Какие разнообразные эпитеты и громкие титулы прилагались к имени Монса — от слов «высокоблагородный патрон» до «ваше премилосердное высочество»! Так, Монса называют его клиенты и имевшие в нем нужду «его превосходительством», обещают «за него Бога молить», признают в нем «единого в свете милостивца», с ним едва «дерзают говорить», слух его утруждают «просьбишкой», простолюдины бьют челом с обычными эпитетами «отец ты наш батюшка, Виллим Иванович!» или «премилостивый государь, сотвори ты над нами наиудивительную милость», «не дай, батюшка-свет, вконец раззориться». Помещики да чиновники ставили в оголовках длиннейшее обращение: «благородному, высокопочтенному господину, господину капитану, милостивому моему отцу и государю Виллиму Ивановичу»; высшие сановники писали проще: «добрый приятель», «сердечный, наивернейший друг и брат Виллим Иванович»; наконец, «высокографским сиятельством» и «премилосердым высочеством» именовали его некоторые из голодных иноземцев, приезжавших на разживу в гостеприимную Московию, только что возведенную на «превысочайшую степень» империи Российской.
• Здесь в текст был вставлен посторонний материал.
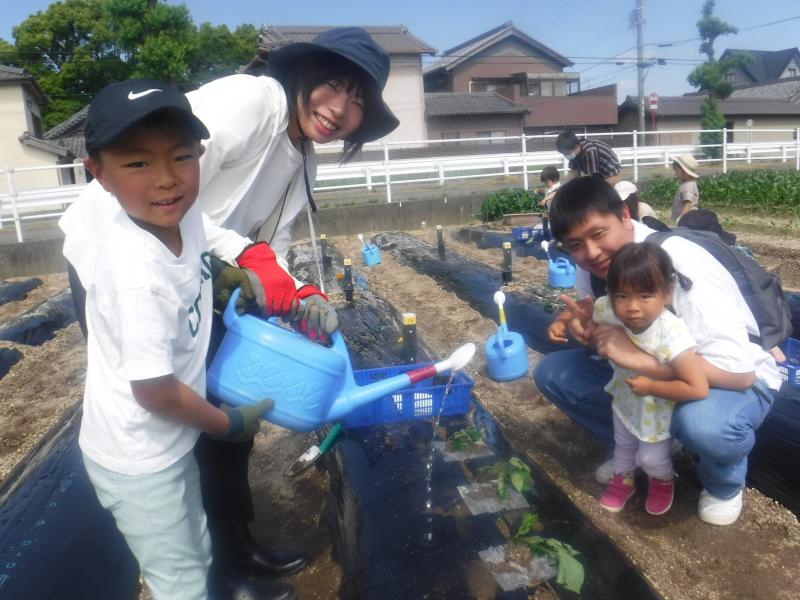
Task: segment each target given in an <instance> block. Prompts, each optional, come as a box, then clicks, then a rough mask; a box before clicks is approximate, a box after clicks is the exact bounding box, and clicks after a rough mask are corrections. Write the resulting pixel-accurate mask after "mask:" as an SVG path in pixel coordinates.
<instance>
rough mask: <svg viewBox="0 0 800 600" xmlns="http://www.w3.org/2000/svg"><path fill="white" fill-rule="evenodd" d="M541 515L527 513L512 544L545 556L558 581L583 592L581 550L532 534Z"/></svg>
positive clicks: (574, 589)
mask: <svg viewBox="0 0 800 600" xmlns="http://www.w3.org/2000/svg"><path fill="white" fill-rule="evenodd" d="M512 460H513V459H512ZM540 528H541V525H540V524H539V516H538V515H536V514H531V513H525V514H524V515H522V522H521V523H520V526H519V529H517V532H516V533H515V534H514V537H512V538H511V543H512V544H523V545H525V546H527V547H528V549H529V550H530V551H531V554H533V555H534V556H545V557H547V560H548V561H549V562H550V564H551V565H553V566H554V567H556V569H557V570H558V573H557V575H556V583H558V584H559V585H562V586H564V587H565V588H566V589H568V590H570V591H571V592H575V593H576V594H580V593H581V588H582V587H583V581H584V579H585V577H586V574H585V573H584V570H583V565H582V564H581V562H580V561H579V560H578V558H577V557H578V556H580V552H578V551H577V550H575V548H573V547H572V546H570V545H569V544H567V543H566V542H561V541H559V540H557V539H554V538H545V537H541V536H538V535H530V533H531V531H533V530H537V529H540Z"/></svg>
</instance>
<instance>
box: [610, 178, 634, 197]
mask: <svg viewBox="0 0 800 600" xmlns="http://www.w3.org/2000/svg"><path fill="white" fill-rule="evenodd" d="M614 189H615V190H617V193H618V194H619V197H620V199H621V200H622V201H623V202H624V201H625V200H626V199H627V198H628V196H630V195H631V194H635V193H636V192H637V191H638V190H637V189H636V186H635V185H634V184H633V183H631V182H630V181H618V182H617V183H615V184H614Z"/></svg>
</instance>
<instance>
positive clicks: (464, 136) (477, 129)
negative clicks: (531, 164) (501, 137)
mask: <svg viewBox="0 0 800 600" xmlns="http://www.w3.org/2000/svg"><path fill="white" fill-rule="evenodd" d="M445 131H446V132H451V131H457V132H458V133H459V137H460V138H471V137H477V133H478V131H503V132H504V133H503V135H521V134H522V118H521V115H493V116H492V115H486V116H484V115H476V116H470V117H467V116H464V117H430V118H429V119H428V139H431V140H439V139H442V133H443V132H445ZM448 147H449V146H448Z"/></svg>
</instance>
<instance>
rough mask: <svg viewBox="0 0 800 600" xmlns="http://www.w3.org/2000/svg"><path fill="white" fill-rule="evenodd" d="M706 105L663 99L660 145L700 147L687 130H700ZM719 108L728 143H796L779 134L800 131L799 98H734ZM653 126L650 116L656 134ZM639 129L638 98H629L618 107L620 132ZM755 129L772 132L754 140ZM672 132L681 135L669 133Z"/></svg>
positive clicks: (728, 99)
mask: <svg viewBox="0 0 800 600" xmlns="http://www.w3.org/2000/svg"><path fill="white" fill-rule="evenodd" d="M743 89H744V88H743ZM704 101H705V96H703V95H699V94H691V95H686V96H661V97H660V98H659V100H658V110H657V111H656V118H655V125H656V126H655V130H656V131H662V132H664V133H663V134H662V135H660V136H658V138H657V139H658V142H659V143H660V144H697V143H699V134H697V133H686V130H698V129H700V107H701V106H702V104H703V102H704ZM717 104H718V106H719V110H720V111H721V112H722V114H723V115H725V127H726V128H727V130H728V142H729V143H740V142H742V143H743V142H746V141H748V139H750V140H752V141H755V142H769V141H789V140H791V139H793V134H792V132H790V131H776V130H796V129H797V128H798V127H800V95H797V94H795V95H788V96H782V97H780V96H779V97H769V96H761V97H759V96H747V95H742V96H731V97H729V98H726V99H725V100H719V101H718V103H717ZM652 124H653V119H651V115H650V114H648V115H647V118H646V119H645V125H646V129H647V131H652V130H653V127H652ZM638 128H639V117H638V109H637V104H636V98H634V97H632V96H628V97H627V98H626V99H625V101H624V102H623V103H622V104H620V106H619V131H632V130H634V129H638ZM754 129H755V130H757V129H768V130H773V131H765V132H758V133H756V134H755V136H756V137H752V136H753V134H752V130H754ZM748 130H751V131H748ZM671 131H679V132H680V133H670V132H671ZM648 139H652V138H648Z"/></svg>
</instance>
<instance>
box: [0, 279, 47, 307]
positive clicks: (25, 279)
mask: <svg viewBox="0 0 800 600" xmlns="http://www.w3.org/2000/svg"><path fill="white" fill-rule="evenodd" d="M40 285H42V280H41V279H39V278H38V277H30V278H28V279H22V280H20V281H0V304H6V303H7V302H14V301H16V300H22V299H23V298H24V297H25V296H27V295H28V292H30V291H31V290H32V289H34V288H37V287H39V286H40Z"/></svg>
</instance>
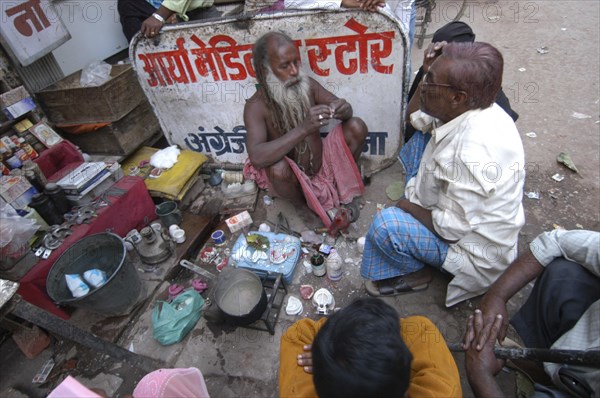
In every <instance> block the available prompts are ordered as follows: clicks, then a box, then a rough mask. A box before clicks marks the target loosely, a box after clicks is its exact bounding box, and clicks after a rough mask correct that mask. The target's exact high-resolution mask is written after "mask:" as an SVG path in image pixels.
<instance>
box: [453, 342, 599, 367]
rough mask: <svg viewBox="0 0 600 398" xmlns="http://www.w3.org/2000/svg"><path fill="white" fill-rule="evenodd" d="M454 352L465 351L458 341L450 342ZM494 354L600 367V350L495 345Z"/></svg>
mask: <svg viewBox="0 0 600 398" xmlns="http://www.w3.org/2000/svg"><path fill="white" fill-rule="evenodd" d="M448 348H450V351H453V352H464V351H465V350H463V348H462V346H461V345H460V344H458V343H454V344H448ZM494 354H495V355H496V357H497V358H502V359H528V360H533V361H540V362H552V363H562V364H565V365H579V366H590V367H594V368H600V351H598V350H594V351H592V350H590V351H581V350H556V349H547V348H509V347H501V346H496V347H494Z"/></svg>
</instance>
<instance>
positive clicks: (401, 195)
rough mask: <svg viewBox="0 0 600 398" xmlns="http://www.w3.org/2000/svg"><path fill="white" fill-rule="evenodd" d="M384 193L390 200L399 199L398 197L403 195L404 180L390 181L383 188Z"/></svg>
mask: <svg viewBox="0 0 600 398" xmlns="http://www.w3.org/2000/svg"><path fill="white" fill-rule="evenodd" d="M385 193H386V194H387V196H388V198H389V199H390V200H393V201H397V200H400V198H401V197H402V196H403V195H404V181H396V182H392V183H391V184H390V185H388V187H387V188H386V189H385Z"/></svg>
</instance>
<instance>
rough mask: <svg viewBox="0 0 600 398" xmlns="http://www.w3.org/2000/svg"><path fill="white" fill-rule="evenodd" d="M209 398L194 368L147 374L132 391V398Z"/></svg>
mask: <svg viewBox="0 0 600 398" xmlns="http://www.w3.org/2000/svg"><path fill="white" fill-rule="evenodd" d="M176 397H189V398H210V397H209V395H208V390H207V389H206V384H205V383H204V377H202V373H200V371H199V370H198V369H196V368H179V369H159V370H155V371H154V372H151V373H148V374H147V375H146V376H144V377H143V378H142V380H140V382H139V383H138V384H137V386H136V387H135V390H133V398H176Z"/></svg>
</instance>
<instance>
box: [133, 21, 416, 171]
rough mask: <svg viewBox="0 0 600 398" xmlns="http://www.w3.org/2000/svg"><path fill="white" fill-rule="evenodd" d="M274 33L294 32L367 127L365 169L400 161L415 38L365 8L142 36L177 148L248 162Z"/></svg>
mask: <svg viewBox="0 0 600 398" xmlns="http://www.w3.org/2000/svg"><path fill="white" fill-rule="evenodd" d="M271 30H281V31H284V32H286V33H288V34H289V35H290V36H291V38H292V39H293V40H294V41H295V43H296V46H297V48H298V50H299V52H300V56H301V61H302V66H301V68H303V70H304V71H305V72H306V73H307V74H308V75H309V76H311V77H313V78H314V79H316V80H317V81H318V82H319V83H321V85H323V86H324V87H325V88H326V89H328V90H329V91H331V92H333V93H334V94H335V95H336V96H338V97H340V98H345V99H346V100H347V101H348V102H350V104H352V107H353V109H354V115H355V116H358V117H360V118H362V119H363V120H364V121H365V122H366V124H367V126H368V127H369V136H368V138H367V142H366V144H365V148H364V149H363V156H362V157H363V158H364V160H363V164H364V166H365V172H366V173H367V174H371V173H373V172H375V171H377V170H380V169H382V168H383V167H386V166H387V165H388V164H389V163H390V162H391V161H393V160H395V157H396V154H397V152H398V149H399V148H400V144H401V140H402V130H401V126H402V117H401V116H402V114H403V113H404V105H405V104H404V93H405V88H406V86H407V82H406V78H407V76H405V73H406V70H407V68H406V64H407V54H406V50H405V43H406V39H405V35H404V33H403V31H402V28H401V27H400V25H399V23H398V22H397V20H396V19H395V18H394V17H393V16H392V15H388V14H383V13H370V12H365V11H334V12H331V11H317V12H284V13H277V14H269V15H258V16H255V17H253V18H252V19H249V20H245V21H236V20H231V19H229V20H228V19H222V20H219V21H216V22H204V23H201V22H191V23H186V24H180V25H176V26H165V27H164V28H163V31H162V33H161V34H160V37H159V40H154V39H145V38H141V37H139V36H138V37H136V38H135V39H134V41H133V43H132V45H131V47H130V56H131V59H132V60H133V64H134V68H135V70H136V72H137V75H138V79H139V81H140V84H141V85H142V88H143V89H144V91H145V92H146V95H147V96H148V99H149V101H150V103H151V104H152V107H153V109H154V112H155V113H156V115H157V117H158V119H159V121H160V124H161V127H162V129H163V131H164V132H165V135H166V136H167V139H168V140H169V142H170V143H171V144H177V145H179V146H180V147H182V148H185V149H189V150H193V151H198V152H202V153H204V154H205V155H207V156H209V157H212V158H213V159H214V160H215V161H218V162H226V163H243V162H244V161H245V160H246V158H247V154H246V146H245V141H246V129H245V127H244V120H243V110H244V104H245V102H246V100H248V99H249V98H250V97H251V96H252V95H253V94H254V93H255V92H256V78H255V76H256V75H255V72H254V69H253V66H252V45H253V44H254V42H255V41H256V39H257V38H258V37H260V36H261V35H263V34H264V33H267V32H268V31H271ZM327 131H328V130H327V129H324V130H322V132H321V133H322V134H326V133H327Z"/></svg>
В чем состояли эти письма? Тут были простые напамятования о себе и обещаниях Монса похлопотать по разным делам; тут были сообщения различных политических новостей для сообщения при случае государыне; затем большая часть писем состояла из прошений родителей за своих детей, поступавших на службу, причем пишущий считал нужным сказать: «Ежели Бог очи ваши сподобит государя моего видеть, то почтусь, по своей возможности, вам, государю моему, отслужить!»
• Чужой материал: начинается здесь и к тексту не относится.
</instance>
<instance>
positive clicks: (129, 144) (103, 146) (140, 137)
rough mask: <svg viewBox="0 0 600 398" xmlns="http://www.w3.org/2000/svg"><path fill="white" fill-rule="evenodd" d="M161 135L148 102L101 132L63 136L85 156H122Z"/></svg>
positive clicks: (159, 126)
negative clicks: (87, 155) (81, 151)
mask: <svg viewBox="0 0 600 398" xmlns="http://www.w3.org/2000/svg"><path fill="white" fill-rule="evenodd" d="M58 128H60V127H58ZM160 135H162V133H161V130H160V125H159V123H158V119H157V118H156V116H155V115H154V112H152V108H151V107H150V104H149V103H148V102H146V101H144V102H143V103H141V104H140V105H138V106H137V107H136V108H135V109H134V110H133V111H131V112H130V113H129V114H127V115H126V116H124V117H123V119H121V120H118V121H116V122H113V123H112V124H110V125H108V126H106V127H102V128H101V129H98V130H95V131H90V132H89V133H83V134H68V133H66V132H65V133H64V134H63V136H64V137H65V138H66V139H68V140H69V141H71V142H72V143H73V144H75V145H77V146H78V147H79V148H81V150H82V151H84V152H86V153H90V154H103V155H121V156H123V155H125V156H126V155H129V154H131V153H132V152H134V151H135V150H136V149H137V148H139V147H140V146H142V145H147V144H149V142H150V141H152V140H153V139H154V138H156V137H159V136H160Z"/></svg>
Множество было прошений о месте, чине, награде, отпуске, увольнении от смотра, от службы, освобождении от повинностей, из-под ареста, о перевершении судного дела в той или другой коллегии, о заступничестве от кредиторов, об отставке в исполнении приговора, просьба о большом займе из сумм государыни на основание фабрики, просьбы об исходатайствовании прощения ссыльных или возвращения описанных имений родственникам, просьбы об исходатайствовании губернаторства или нескольких сотен крестьянских дворов со всеми угодьями, просьбы о заступничестве пред какими-нибудь сильными мира тогдашнего, например, пред Никитой Ивановичем Репниным, Ив. Ив. Бутурлиным, Петром Андреевичем Толстым, Дмитрием Мамоновым, Брюсом, Нарышкиными, Андреем Артамоновичем Матвеевым: «Они для вашей просьбы все могут сделать; не оставь своей милостью, за что вам, государю моему, рабски служить готов вам»; просьба закреплялась иногда такого рода подписью: «тягловой ваш крестьянин подполковник Козлов пад до лица земли, премного челом бью».

Просьбы по делам особенно важным и щекотливым высказывал словесно податель письма; так обыкновенно делали знатнейшие как «мужския, так и женския персоны», просьбы которых нередко относились до дел семейных. Нередко также письмо состояло из незначительных фраз, но тут же прикладывалась цидулка без подписи; в ней вкратце излагалась просьба и назывался подарок за ее исполнение.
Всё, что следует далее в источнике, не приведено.